Sur la place Maïdan, dans le centre-ville de Kiev, des opposants au président Viktor Ianoukovitch veillent jour et nuit pour protéger leurs barricades d'un assaut des forces de sécurité. Reportage aux côtés de ces sentinelles de la contestation, qui assurent vouloir rester mobilisées jusqu'à la chute de l'actuel pouvoir.
Ce n'est plus l'affluence des grands jours sur la place de l'Indépendance de Kiev, désormais connue dans le monde entier sous le nom de Maïdan. Le froid, la multiplication des enlèvements et des agressions, en ont dissuadé plus d’un à se rendre sur ce haut-lieu de la contestation contre le président ukrainien, Viktor Ianoukovitch. Pourtant, le mouvement de protestation s'est juré de tenir bon.
Le centre-ville de la capitale a vu se multiplier les barricades, sur lesquelles un groupe d’auto-défense, qui se dit fort de près de 5 000 hommes, s’emploie à prévenir toute incursion éventuelle des forces de sécurité.

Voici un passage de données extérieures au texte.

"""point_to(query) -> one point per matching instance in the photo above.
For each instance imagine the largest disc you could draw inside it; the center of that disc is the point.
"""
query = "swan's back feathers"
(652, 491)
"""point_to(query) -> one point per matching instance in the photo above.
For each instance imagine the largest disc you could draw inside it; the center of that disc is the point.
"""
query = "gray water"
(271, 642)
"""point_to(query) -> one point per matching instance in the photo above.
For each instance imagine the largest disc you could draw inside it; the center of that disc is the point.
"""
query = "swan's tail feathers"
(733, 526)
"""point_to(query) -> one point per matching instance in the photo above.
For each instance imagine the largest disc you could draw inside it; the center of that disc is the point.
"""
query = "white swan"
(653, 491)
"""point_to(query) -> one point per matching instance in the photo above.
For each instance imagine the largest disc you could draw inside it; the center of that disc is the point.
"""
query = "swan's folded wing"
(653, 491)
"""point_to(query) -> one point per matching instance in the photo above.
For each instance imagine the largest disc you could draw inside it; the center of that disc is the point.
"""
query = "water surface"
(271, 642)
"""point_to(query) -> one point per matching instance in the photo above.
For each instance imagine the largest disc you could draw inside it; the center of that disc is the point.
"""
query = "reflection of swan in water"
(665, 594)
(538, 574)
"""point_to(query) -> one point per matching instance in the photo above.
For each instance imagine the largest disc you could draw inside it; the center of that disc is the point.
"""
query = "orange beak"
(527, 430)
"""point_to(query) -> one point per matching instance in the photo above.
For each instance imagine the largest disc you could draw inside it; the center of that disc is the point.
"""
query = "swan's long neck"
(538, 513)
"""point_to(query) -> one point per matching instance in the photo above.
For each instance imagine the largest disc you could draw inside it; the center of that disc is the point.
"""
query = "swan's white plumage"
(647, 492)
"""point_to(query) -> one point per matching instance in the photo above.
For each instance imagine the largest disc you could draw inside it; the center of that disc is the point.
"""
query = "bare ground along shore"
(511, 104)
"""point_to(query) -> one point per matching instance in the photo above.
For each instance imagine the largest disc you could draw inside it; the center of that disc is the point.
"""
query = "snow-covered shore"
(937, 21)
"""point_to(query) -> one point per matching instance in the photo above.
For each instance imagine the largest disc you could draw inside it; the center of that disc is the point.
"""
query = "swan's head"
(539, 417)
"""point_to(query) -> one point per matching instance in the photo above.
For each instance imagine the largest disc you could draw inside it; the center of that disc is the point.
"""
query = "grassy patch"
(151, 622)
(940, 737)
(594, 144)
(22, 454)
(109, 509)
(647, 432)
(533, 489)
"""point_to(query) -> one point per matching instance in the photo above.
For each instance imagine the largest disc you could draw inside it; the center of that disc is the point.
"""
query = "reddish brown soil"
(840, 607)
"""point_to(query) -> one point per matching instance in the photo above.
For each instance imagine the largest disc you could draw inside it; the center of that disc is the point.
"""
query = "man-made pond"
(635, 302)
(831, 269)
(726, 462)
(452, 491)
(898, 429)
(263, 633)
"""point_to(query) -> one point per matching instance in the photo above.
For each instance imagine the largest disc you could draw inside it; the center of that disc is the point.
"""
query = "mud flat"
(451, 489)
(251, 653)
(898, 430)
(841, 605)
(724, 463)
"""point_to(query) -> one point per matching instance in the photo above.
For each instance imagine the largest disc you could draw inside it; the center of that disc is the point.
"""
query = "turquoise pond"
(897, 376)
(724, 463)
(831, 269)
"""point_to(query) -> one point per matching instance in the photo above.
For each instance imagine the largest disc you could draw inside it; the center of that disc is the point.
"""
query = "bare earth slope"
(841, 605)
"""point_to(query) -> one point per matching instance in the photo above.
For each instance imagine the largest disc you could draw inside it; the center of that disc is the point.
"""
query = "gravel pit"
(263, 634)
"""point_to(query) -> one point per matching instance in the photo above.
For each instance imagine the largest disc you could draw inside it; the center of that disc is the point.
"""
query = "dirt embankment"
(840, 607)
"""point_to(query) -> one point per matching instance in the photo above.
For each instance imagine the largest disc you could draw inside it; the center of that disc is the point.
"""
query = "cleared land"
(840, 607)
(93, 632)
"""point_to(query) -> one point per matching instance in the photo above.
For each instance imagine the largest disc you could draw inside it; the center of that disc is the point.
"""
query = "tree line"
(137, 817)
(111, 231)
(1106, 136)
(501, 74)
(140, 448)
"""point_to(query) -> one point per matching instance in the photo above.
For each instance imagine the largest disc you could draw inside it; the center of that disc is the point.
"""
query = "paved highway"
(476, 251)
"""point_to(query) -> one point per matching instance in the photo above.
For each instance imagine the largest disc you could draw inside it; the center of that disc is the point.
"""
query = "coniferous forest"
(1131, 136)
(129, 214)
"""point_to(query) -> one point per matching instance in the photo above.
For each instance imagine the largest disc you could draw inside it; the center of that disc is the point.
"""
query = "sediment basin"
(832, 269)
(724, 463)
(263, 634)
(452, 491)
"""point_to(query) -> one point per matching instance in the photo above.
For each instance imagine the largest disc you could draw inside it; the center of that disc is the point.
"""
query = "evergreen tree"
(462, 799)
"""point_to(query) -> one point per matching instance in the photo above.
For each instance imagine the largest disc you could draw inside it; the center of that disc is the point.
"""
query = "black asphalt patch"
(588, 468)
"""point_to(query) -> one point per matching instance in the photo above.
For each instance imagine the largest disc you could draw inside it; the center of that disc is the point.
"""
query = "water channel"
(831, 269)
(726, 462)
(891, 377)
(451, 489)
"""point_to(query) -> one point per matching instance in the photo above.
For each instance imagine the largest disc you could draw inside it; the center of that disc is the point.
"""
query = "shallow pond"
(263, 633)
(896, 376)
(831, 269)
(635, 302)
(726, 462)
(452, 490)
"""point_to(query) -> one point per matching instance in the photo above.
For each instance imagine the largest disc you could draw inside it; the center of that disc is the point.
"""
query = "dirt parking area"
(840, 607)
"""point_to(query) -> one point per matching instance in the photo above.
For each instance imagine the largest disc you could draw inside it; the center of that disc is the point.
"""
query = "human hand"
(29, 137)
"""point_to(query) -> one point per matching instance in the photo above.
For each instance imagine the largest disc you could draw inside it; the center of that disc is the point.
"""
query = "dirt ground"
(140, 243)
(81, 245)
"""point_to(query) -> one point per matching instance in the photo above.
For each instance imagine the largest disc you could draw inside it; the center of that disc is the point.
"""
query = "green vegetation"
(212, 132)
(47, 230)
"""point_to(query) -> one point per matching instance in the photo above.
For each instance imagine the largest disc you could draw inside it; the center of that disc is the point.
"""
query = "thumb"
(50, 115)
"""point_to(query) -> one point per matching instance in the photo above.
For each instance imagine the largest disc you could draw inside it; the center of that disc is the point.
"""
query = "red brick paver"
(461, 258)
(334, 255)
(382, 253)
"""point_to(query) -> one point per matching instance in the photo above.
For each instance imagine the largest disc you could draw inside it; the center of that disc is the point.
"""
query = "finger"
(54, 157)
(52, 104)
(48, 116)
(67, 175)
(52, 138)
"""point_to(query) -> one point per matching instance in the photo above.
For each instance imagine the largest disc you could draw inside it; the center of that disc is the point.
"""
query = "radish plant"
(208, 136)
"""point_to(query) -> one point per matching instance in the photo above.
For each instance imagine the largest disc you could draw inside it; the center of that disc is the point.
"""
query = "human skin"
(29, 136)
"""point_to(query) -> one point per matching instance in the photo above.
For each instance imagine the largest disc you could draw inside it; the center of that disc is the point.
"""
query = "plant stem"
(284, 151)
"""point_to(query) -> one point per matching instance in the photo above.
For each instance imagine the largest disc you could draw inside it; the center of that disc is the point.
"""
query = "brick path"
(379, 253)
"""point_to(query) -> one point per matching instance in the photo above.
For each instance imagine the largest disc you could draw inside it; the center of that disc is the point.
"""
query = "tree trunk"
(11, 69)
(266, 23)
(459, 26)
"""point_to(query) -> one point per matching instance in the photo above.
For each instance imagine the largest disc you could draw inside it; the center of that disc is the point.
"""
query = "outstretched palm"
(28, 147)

Tous les jours dès 19 heures, Vadim et son colocataire Marian se préparent à passer la nuit autour des barricades. Tous deux membres de l’unité appelée "Varta Maïdan", ces deux jeunes hommes de 25 ans assurent jouer un rôle de modérateur. L'appartement dans lequel ils vivent sert de dortoir aux contestataires. Situé en amont de la place de
l'Indépendance, le logement permet de surveiller les Berkout, la police anti-émeutes. "De cette fenêtre, nous voyons leurs mouvements. Et s'ils se préparent à attaquer, on prévient l'auto-défense de Maïdan", explique Vadim.
"Personne ne les force à venir"
Après une sortie discrète par l'arrière du bâtiment, les deux sentinelles se rendent sous un froid polaire – le thermomètre affiche - 20 degrés – sur les lieux de leur tour de garde. Près des barricades, des volontaires se réchauffent autour du feu. Parmi eux, des groupes d'extrême-droite qui, bien que minoritaires, se sont fait une place au sein de la contestation, et affichent fièrement leur volonté d'en découdre.
Mais la plupart sont des sympathisants venus seulement offrir un peu de leur temps à la cause. "Ici, il y a des gens simples, des habitants de Kiev qui viennent fournir de l'aide. Personne ne les appelle. Personne ne les force, ne les paye...", assure Vadim.
À deux pas du siège du gouvernement ukrainien, les barricades de la rue Grouchevski ont été le théâtre de scènes de guérilla urbaine après l'adoption, le 16 janvier, des lois anti-manifestation, abrogées depuis. Au moins deux militants ont perdu la vie dans les violents affrontements avec la police. "Nous, on évacuait les blessés et on les amenait aux médecins. Avec mon collègue, on a emmené un gars qui avait perdu trois doigts", témoigne Vadim.
En première ligne jour et nuit
Depuis, ces activistes restent en première ligne jour et nuit. "Nous partirons d'ici quand ce président [Viktor Ianoukovitch] ne sera plus au pouvoir. Nous devons vivre ici normalement comme partout en Europe, lance un manifestant, sous couvert d’anonymat. Quand on appelle une ambulance par exemple, il faut qu'elle vienne dès qu'on appelle, en une demi-heure maximum, et pas en trois heures. Nous voulons un pays normal."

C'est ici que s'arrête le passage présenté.